The LOFAR Two-metre Sky Survey: The nature of the faint source population and SFR-radio luminosity relation using Prospector
/ Authors
Soumyadeep Das, Daniel J. Smith, Paul Haskell, M. Hardcastle, P. Best, K. Duncan, M. I. Arnaudova, S. Shenoy, R. Kondapally, R. Cochrane
and 5 more authors
/ Abstract
Spectral energy distribution (SED) fitting has been extensively used to determine the nature of the faint radio source population. Recent efforts have combined fits from multiple SED-fitting codes to account for the host galaxy and any active nucleus that may be present. We show that it is possible to produce similar-quality classifications using a single energy-balance SED fitting code, Prospector, to model up to 26 bands of UV–far-infrared aperture-matched photometry for ∼31,000 sources in the ELAIS-N1 field from the LOFAR Two-Metre Sky Survey (LoTSS) Deep fields first data release.

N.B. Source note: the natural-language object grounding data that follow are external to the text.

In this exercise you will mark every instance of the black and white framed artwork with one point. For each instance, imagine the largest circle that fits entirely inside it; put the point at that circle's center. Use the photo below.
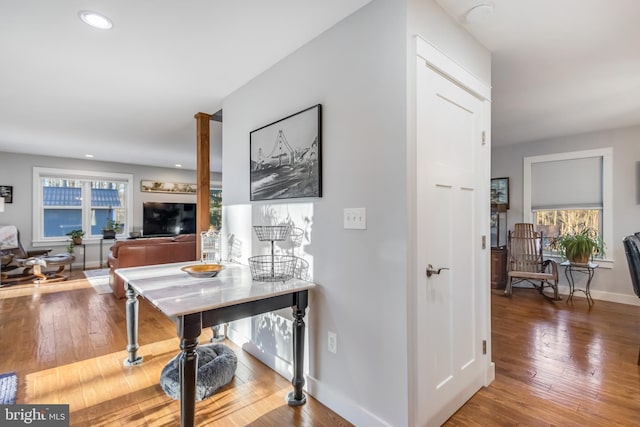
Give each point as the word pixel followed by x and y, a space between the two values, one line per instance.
pixel 286 157
pixel 6 192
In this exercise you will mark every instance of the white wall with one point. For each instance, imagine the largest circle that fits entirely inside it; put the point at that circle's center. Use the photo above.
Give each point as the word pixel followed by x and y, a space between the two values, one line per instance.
pixel 608 284
pixel 358 71
pixel 17 170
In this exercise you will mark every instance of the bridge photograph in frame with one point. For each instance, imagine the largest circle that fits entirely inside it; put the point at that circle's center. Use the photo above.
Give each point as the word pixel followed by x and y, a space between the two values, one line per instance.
pixel 286 157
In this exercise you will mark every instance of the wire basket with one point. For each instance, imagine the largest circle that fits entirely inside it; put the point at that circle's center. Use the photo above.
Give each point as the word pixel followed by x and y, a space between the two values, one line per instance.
pixel 272 268
pixel 210 247
pixel 272 232
pixel 296 237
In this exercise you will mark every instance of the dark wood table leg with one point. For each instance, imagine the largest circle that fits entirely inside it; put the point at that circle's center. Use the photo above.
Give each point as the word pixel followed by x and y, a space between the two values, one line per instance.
pixel 297 397
pixel 132 328
pixel 189 329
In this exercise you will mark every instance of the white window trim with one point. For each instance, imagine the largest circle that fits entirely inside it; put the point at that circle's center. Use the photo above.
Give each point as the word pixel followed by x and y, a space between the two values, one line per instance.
pixel 39 172
pixel 607 191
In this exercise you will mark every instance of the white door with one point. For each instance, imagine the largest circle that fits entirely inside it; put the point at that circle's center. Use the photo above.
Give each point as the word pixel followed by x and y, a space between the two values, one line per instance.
pixel 452 205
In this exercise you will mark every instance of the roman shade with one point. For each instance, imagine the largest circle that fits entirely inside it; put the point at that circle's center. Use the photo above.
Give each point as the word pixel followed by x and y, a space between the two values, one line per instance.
pixel 574 183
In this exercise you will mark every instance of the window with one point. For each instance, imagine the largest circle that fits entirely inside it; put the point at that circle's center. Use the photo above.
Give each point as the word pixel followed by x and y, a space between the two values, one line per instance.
pixel 568 191
pixel 66 200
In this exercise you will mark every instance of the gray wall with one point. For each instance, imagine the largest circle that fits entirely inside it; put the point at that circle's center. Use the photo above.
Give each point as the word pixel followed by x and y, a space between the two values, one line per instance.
pixel 358 71
pixel 609 284
pixel 17 170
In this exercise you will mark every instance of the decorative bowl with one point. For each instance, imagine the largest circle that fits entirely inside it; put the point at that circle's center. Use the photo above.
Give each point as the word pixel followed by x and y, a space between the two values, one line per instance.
pixel 202 270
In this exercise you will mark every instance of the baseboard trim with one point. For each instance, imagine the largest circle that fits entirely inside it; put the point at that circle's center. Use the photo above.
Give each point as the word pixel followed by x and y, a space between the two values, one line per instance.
pixel 328 396
pixel 342 405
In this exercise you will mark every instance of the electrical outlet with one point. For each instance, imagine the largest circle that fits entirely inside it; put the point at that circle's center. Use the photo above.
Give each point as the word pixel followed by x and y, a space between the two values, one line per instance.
pixel 355 218
pixel 332 342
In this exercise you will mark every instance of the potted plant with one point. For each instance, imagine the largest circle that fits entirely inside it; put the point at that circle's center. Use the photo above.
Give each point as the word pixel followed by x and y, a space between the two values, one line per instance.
pixel 111 228
pixel 76 236
pixel 580 246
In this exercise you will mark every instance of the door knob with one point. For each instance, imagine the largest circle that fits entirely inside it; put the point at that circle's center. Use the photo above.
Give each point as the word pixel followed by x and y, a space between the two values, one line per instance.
pixel 431 270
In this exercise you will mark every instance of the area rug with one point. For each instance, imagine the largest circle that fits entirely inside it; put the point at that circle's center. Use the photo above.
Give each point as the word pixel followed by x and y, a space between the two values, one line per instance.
pixel 99 279
pixel 8 388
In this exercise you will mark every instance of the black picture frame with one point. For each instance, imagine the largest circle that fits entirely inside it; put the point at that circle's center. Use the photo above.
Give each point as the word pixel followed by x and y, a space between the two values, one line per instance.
pixel 500 191
pixel 286 157
pixel 6 191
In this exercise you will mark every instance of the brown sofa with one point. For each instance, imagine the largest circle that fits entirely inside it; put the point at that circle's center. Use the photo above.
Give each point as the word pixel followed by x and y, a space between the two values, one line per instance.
pixel 139 252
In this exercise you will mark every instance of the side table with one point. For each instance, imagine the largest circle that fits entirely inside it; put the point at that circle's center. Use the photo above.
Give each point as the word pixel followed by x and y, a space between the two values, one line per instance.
pixel 589 269
pixel 103 238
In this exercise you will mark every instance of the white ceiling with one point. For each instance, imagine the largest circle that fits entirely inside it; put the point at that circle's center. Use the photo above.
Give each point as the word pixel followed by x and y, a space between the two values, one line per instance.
pixel 559 67
pixel 130 94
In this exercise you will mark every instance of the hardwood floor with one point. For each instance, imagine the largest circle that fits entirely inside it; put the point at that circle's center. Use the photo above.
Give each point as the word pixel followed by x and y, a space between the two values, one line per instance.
pixel 556 364
pixel 559 364
pixel 66 343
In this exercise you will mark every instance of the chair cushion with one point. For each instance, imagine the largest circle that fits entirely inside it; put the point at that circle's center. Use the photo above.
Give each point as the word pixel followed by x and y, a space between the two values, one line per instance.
pixel 217 365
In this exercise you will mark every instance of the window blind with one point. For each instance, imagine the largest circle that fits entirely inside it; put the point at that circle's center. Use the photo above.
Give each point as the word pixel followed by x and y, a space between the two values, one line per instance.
pixel 567 183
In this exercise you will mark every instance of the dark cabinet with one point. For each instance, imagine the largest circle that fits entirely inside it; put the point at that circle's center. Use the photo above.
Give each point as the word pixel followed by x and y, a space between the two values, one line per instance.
pixel 498 268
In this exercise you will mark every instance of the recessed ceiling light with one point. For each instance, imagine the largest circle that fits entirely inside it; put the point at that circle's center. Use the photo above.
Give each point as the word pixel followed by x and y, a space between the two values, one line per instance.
pixel 95 19
pixel 479 12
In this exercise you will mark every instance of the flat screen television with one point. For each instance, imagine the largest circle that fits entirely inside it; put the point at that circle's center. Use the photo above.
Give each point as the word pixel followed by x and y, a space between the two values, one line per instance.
pixel 168 219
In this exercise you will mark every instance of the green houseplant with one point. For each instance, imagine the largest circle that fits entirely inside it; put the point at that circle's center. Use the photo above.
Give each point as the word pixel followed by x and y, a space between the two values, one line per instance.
pixel 111 228
pixel 580 246
pixel 76 236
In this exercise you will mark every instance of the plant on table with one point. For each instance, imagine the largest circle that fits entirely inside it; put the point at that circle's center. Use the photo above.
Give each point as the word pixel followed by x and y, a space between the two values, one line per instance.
pixel 580 246
pixel 76 236
pixel 111 228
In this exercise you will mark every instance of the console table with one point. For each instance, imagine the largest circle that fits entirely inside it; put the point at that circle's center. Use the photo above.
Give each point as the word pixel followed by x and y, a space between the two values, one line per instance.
pixel 194 304
pixel 587 269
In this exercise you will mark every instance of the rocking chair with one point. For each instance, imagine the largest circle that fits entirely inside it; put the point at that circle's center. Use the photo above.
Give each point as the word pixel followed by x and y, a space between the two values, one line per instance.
pixel 13 256
pixel 526 264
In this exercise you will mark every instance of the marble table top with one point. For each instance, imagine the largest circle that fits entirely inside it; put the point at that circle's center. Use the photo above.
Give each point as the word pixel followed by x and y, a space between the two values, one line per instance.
pixel 175 293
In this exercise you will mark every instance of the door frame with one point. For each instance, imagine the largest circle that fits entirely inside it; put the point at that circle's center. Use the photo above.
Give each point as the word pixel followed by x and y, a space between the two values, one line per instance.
pixel 441 63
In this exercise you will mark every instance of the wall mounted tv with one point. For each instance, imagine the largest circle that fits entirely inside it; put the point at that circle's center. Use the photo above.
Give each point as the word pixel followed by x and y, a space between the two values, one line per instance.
pixel 168 219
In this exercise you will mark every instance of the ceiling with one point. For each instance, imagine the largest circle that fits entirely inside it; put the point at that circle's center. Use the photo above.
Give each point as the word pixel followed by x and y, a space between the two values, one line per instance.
pixel 129 94
pixel 559 67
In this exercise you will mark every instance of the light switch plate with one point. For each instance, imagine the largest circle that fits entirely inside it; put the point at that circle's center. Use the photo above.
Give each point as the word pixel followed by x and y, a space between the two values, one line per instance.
pixel 355 218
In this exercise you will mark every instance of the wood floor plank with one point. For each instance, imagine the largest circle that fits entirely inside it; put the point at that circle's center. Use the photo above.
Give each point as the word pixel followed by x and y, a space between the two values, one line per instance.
pixel 556 364
pixel 75 342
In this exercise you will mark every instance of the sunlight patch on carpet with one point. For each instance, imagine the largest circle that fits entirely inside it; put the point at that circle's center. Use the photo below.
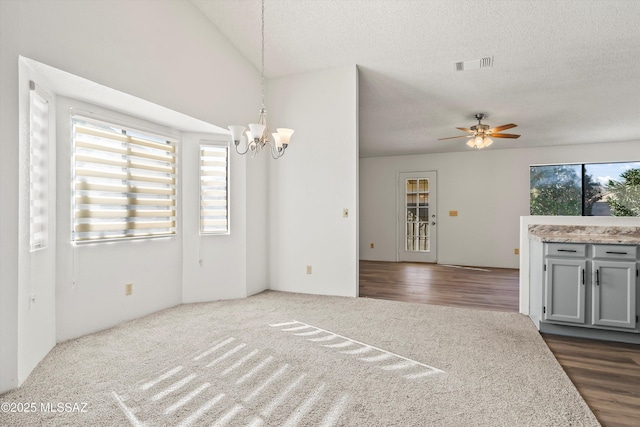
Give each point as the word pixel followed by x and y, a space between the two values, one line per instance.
pixel 230 383
pixel 392 361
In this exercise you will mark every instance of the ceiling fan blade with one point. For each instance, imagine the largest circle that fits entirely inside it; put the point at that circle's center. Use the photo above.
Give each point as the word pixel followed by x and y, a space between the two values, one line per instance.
pixel 465 130
pixel 503 127
pixel 504 135
pixel 454 137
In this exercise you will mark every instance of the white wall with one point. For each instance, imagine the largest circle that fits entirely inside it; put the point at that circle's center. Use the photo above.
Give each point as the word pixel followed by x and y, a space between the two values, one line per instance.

One of a new generation of SED-fitting codes, Prospector accounts for potential contributions from radiative active galactic nuclei (AGN) when estimating galaxy properties, including star formation rates (SFRs) derived using non-parametric star formation histories. Combining this information with radio luminosities, we classify 92 per cent of the radio sources as a star-forming galaxy, high-/low-excitation radio galaxy, or radio-quiet AGN and study the population demographics as a function of 150 MHz flux density, luminosity, SFR, stellar mass, redshift and apparent r-band magnitude. Finally, we use Prospector SED fits to investigate the SFR–150 MHz luminosity relation for a sample of ∼133,000 3.6 μm-selected z < 1 sources, finding that the stellar mass dependence is significantly weaker than previously reported, and may disappear altogether at log10(SFR/M⊙ yr−1) > 0.5. This approach makes it significantly easier to classify radio sources from LoTSS and elsewhere, and may have important implications for future studies of star-forming galaxies at radio wavelengths.